Etrafıma bakındım, kimsecikler yoktu. "Git burdan" Şu sezgilerim bir kez olsun işe yarasalar ölürler miydi? "Hayır. Kim geldi, ne diyorsun?"
Göz bebeklerindeki alev topları ışıl ışıl yanıp sönerken bir adım geriye gittim. Korkunç görünüyordu. Bende de pes edecek niyet yoktu. Aniden başıma saplanan feci acıyla dumur oldum. Tarifi zordu. Yüksek frekanslı bir ses dalgası kulağımdan girip çıkıyordu sanki. Sıktığım dişlerimin arasından güç bela konuşabildim. "Ne yapıyorsun bana?" Ayaklarıma baktığımda ondan uzaklaştığımı farkettim. Farkettim diyorum çünkü bu emri beynimin vermediğine kesinlikle emindim. Kendimi koca gövdeli bir ağacın arkasına saklanmış halde buldum. Etkisi altından kurtulmak için olağanüstü bir çaba göstersem de mümkün değildi. Yapamıyordum. O, tahmin ettiğimden de güçlüydü.
Keskin rüzgar suratımı yalayıp geçti, tehlike çanlarım çalarken Ignis ortalıkta öylece bekliyordu. Bu bekleyişin hayra alamet olmadığını biliyordum. Havanın rengi değişerek kızıla çaldı. Ağaçlar birbirine fısıldıyor, hayvanlar teker teker hayatını güvenceye almak için yuvalarına koşuşturuyorlardı. Kuru topraktan gelen, toynak seslerini andıran patırtılar gittikçe üzerimize yaklaşıyordu. Zemin tam anlamıyla sallandı. Ignis'in sırtı bana dönüktü, ne yaptığını kestiremiyorsam da canının yandığını anlayabiliyordum. Kendini gelecek olan şeye hazırlıyordu. Sanırım bu işi başımıza ben açmıştım. Sanki bir şey yapabilecekmişim gibi yanına gitmek istedim ama iradesini hala yenemiyordum. Vücudu aniden alev aldı. Kalbimin atışını kulaklarımda hissettim. Soğuk soğuk terliyordum. Gürültüler kesildi, geriye tekinsiz bir sessizlik kaldı. Görüş alanıma iskeletten bir at toynağı girdi.
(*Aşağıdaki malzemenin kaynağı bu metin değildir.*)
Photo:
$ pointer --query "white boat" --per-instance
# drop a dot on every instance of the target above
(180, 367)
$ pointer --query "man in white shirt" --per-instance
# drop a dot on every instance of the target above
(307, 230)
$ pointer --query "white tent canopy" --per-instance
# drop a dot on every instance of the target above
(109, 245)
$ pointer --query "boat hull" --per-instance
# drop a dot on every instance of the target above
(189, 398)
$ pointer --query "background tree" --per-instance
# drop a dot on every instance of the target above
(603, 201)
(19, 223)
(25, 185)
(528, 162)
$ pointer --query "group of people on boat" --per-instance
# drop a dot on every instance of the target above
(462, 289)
Sürünün en önünde duran, yüzünü seçemediğim şey kısık sesiyle konuştu, "Ignis, tahmin etmeliydim. Bizden biri olduğu halde ihanet edebilecek tek kişi." Parmağıyla beni oraya elleriyle koymuş gibi gösterdi. "Hem de bir hiç uğruna!" Öylesine öfkeli söylemişti ki korkudan nefesim kesildi. Kıllı elini tokalaşmak adına öne doğru uzattı ancak beklediği yanıtı alamadı. "Kızı ver, efendilere katıl. Pişman olmayacaksın" Aman Allahım. Karnımdaki sancı her yerime yayılırken ikisini izlemekten başka çarem yoktu. Kulaklarımı tıkamak istedim. Kabul ederse asla direnemezdim, bunlar beni canlı canlı yerdi. Saniyeler süren sessizlik benim için yıllara tekabül etmişti. "Sana ne vaadettiler? Rütbe mi? Kadınlar mı?" Güldü. Sürü liderini baştan aşağı öyle bir süzdü ki ben aşağılanmış hissetmiştim. "Bana sorarsan, oldukça fazla bir bedel"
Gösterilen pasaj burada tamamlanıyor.